Typically, deep neural networks have multiple hidden layers (it’s why they’re called ‘deep’ neural networks). What happens in the hidden layers is obstructed from view and it isn’t always obvious what each of the hidden layers is doing. Generally, the hidden layers are performing a simple matrix operation on the input values, the result, weighted by the lines (scalars) connecting the layers, is eventually passed to the output layer. The goal of an image classifier, for example, is to take an input, let’s say an image of a cat, and then produce an output, the word cat. Pretty simple, right?

Well, it kind of is. As long as you know what the input is and what the output should be it is relatively straightforward to ‘train’ a neural network to understand what weights to assign in order to transform a picture of a cat into the word cat. The problem arises when the network encounters something that it didn’t train for. Of course, if all the network has ever seen are picture of cats, if we feed it an image of something else, say, a mouse, the network might be able to tell you it’s not a cat, if it was trained with enough data, but more likely it will just think it’s a weird looking cat. If the network gets constantly rewarded by identifying everything as a cat, it’s probably going to think something is a cat when it sees it.

A neural network acts like a linear function that divides a boundary, in this case, cat vs not cat. Having a neural network with multiple layers allows the lines that can be drawn to be ‘curvier’ and include more cats and fewer dogs.

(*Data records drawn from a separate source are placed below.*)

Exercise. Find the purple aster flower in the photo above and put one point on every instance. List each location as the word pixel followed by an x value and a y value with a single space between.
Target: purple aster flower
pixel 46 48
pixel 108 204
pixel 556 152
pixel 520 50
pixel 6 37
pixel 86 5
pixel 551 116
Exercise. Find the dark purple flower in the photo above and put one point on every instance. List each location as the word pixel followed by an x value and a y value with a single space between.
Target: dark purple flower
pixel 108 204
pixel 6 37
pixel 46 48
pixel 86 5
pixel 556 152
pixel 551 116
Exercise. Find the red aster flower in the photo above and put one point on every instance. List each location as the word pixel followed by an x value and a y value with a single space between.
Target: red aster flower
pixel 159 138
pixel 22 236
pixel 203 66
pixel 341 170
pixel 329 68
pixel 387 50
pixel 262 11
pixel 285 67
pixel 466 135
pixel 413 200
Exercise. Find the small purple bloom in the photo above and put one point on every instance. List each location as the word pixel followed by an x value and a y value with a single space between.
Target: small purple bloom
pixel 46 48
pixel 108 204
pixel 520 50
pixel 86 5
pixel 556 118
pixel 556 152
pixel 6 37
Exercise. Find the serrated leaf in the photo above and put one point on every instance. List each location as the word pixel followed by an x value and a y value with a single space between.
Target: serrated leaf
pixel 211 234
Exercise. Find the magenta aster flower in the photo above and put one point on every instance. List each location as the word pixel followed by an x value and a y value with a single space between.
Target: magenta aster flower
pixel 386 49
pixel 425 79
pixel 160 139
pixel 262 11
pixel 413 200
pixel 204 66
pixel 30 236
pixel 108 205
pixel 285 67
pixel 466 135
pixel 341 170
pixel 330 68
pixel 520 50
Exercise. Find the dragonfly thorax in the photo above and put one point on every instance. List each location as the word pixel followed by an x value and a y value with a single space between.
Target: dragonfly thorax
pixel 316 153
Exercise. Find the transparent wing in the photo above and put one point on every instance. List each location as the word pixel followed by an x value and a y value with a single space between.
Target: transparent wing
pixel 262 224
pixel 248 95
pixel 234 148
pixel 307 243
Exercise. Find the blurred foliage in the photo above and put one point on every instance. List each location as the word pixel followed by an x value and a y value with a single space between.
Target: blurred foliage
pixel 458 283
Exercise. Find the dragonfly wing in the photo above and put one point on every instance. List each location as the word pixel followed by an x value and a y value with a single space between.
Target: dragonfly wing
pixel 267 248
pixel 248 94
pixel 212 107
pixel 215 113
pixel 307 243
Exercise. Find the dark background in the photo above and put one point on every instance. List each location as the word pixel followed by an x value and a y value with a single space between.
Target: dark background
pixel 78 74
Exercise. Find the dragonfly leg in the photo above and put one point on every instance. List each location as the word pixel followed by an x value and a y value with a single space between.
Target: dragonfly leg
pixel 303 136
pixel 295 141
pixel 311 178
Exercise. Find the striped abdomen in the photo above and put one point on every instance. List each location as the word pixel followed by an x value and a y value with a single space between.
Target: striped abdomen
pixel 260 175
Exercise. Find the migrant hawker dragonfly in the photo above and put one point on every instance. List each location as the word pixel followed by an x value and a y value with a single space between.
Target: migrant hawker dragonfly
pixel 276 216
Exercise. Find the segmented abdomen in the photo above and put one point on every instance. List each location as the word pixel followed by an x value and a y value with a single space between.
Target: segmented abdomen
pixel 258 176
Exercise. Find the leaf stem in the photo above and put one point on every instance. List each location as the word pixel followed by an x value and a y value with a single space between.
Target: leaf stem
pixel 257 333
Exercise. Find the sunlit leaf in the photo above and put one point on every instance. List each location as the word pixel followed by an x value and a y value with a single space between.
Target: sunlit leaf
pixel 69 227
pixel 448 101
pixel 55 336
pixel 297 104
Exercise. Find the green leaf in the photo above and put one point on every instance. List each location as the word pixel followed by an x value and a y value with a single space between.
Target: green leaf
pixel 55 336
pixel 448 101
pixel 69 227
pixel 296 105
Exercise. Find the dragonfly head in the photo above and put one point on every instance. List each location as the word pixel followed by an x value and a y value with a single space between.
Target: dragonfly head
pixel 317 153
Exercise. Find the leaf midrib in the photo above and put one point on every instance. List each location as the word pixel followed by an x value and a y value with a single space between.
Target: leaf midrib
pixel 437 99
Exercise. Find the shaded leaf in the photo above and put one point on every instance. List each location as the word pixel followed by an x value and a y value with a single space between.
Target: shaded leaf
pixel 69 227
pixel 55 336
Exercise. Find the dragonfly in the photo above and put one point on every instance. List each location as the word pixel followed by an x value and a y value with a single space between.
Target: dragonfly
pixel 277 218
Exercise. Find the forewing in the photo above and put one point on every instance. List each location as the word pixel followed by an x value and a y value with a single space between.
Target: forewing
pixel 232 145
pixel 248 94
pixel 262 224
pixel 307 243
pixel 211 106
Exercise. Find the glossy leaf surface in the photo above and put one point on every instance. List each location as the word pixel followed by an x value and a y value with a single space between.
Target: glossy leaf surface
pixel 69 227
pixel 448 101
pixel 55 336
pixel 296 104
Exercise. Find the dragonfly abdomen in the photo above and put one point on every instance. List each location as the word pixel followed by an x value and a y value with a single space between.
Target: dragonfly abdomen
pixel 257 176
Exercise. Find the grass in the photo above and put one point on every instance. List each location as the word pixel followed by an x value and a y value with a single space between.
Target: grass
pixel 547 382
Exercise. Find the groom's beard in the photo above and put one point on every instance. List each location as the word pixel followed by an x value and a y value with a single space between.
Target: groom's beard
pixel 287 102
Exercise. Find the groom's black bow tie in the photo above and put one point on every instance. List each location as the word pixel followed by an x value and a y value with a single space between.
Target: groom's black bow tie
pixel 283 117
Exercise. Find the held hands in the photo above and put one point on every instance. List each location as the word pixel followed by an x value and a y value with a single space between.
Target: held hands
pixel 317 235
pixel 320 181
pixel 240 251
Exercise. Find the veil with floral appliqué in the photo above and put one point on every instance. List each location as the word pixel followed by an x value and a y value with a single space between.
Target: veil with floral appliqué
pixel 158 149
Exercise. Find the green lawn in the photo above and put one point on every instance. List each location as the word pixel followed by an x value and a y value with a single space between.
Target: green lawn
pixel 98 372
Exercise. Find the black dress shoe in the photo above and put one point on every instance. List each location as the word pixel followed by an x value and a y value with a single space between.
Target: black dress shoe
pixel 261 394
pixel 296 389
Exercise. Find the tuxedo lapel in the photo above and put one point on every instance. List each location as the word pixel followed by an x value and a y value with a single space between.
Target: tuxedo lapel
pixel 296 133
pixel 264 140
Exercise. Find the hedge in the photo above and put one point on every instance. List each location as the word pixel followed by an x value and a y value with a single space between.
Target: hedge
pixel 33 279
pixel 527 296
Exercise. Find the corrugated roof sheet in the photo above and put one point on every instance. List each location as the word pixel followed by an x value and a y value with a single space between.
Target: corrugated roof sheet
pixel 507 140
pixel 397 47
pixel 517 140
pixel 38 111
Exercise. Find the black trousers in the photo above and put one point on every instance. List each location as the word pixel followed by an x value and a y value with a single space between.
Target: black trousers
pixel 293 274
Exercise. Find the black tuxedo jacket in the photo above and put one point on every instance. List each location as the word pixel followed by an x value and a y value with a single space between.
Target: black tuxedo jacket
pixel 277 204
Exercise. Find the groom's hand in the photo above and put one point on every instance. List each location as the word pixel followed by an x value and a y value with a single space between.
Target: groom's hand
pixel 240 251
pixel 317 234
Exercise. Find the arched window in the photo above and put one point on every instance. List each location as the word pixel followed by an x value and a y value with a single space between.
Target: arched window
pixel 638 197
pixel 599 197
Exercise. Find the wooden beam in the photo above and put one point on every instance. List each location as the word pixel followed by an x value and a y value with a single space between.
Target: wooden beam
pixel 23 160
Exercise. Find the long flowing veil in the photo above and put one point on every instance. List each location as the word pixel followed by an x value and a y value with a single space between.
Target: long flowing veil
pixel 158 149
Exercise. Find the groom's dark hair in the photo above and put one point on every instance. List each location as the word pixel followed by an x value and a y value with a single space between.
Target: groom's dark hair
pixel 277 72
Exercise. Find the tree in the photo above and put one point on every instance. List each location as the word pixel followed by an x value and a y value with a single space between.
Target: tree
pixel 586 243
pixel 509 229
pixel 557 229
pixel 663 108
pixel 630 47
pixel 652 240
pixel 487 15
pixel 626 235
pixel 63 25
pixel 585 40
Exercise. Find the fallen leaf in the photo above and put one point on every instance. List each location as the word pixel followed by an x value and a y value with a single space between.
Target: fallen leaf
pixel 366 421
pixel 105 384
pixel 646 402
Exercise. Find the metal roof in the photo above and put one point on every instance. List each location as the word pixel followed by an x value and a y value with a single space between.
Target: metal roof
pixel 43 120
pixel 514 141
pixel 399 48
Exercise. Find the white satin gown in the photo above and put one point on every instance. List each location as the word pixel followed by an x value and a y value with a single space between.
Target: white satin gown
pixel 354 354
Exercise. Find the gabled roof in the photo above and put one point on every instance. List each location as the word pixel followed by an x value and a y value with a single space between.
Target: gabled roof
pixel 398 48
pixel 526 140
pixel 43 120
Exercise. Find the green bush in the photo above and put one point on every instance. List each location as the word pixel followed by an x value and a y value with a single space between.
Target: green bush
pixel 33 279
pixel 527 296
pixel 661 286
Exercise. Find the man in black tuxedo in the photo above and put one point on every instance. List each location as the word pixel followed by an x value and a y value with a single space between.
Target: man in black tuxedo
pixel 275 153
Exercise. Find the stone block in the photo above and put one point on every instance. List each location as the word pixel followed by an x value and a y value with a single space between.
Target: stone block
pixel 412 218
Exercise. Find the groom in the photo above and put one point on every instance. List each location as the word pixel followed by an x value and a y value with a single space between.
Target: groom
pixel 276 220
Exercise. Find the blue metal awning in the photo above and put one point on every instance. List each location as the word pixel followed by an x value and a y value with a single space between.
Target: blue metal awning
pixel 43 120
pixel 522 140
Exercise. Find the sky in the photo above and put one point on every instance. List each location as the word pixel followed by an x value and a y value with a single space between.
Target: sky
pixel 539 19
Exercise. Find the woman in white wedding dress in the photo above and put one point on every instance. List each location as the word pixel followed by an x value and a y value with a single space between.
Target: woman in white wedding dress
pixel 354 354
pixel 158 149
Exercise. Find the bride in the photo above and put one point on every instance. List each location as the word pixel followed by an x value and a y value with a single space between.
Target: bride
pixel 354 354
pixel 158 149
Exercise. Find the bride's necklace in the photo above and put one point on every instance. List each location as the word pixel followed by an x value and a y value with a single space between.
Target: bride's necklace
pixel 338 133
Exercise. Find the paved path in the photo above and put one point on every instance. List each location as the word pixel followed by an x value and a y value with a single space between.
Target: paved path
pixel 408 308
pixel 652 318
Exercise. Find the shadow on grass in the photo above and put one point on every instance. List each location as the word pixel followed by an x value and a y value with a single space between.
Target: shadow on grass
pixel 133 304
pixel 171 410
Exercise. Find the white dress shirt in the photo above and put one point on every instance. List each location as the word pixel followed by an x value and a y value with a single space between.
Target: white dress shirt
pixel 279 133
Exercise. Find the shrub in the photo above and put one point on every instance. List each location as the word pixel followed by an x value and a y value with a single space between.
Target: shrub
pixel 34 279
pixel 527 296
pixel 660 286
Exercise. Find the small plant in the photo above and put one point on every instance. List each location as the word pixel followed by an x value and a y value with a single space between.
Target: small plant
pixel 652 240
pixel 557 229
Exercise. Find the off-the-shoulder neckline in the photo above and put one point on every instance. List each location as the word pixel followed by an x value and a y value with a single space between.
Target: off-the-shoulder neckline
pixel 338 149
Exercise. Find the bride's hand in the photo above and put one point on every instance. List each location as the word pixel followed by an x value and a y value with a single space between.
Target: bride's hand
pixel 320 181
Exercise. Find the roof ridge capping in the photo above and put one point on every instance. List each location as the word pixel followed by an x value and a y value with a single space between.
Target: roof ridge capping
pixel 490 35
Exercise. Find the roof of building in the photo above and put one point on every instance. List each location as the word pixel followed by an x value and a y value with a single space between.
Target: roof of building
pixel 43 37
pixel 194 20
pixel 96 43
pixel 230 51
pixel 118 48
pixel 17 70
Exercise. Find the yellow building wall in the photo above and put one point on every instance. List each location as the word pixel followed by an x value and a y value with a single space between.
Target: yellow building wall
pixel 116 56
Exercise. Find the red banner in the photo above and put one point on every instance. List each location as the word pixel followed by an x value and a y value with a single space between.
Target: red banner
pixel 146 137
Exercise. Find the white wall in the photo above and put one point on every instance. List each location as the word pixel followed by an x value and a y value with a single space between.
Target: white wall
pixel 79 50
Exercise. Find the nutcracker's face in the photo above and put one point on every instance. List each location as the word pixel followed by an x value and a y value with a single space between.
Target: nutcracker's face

This is why having a large enough training and testing datasets is critical for neural networks. Neural networks need to train on large quantities of data. Google has billions (perhaps trillions) of photos stored in their servers, so they’ve been able to train their neural networks to be incredibly efficient at determining what is in an image.

In general, problems where there is a large enough training dataset and both the input and the answer are known for the training set are fairly tractable for AI programs today. One task that is generally more difficult for today’s AI software is explaining how and why it got the answer it did. Luckily, researchers and businesses are hard at work solving this problem. Hopefully soon, Google Photos will be able to not only show us images of all the cats in our photo library, but also be able to tell us why they’re so cute and yet so cold all at the same time.

‘Blackbox’ AI happens when a system can provide the correct answer but gives no indication of how it arrived at the solution.